Skip to content

ColumnTransformer does not work with Dask dataframes #993

@nprihodko

Description

@nprihodko

Describe the issue:

dask_ml.compose.ColumnTransformer does not work with objects of types dask_expr._collection.DataFrame or dask.dataframe.core.DataFrame.

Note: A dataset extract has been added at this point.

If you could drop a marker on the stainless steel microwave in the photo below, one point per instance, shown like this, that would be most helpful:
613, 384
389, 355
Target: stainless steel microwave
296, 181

Minimal Complete Verifiable Example:

import numpy as np
import pandas as pd
from dask_ml.compose import ColumnTransformer
from dask_ml.preprocessing import StandardScaler

import dask.dataframe as dd
from dask.distributed import Client

client = Client()

# Create a sample dataframe
df = pd.DataFrame({"A": np.random.rand(1000)})
ddf = dd.from_pandas(df, npartitions=2)

ColumnTransformer, specifying the columns using strings:

scaler = ColumnTransformer(
    transformers=[("StandardScaler", StandardScaler(), ["A"])],
    remainder="passthrough",
)
scaler.fit_transform(ddf)  # or scaler.fit_transform(ddf.to_legacy_dataframe())

Out:

ValueError: Specifying the columns using strings is only supported for dataframes.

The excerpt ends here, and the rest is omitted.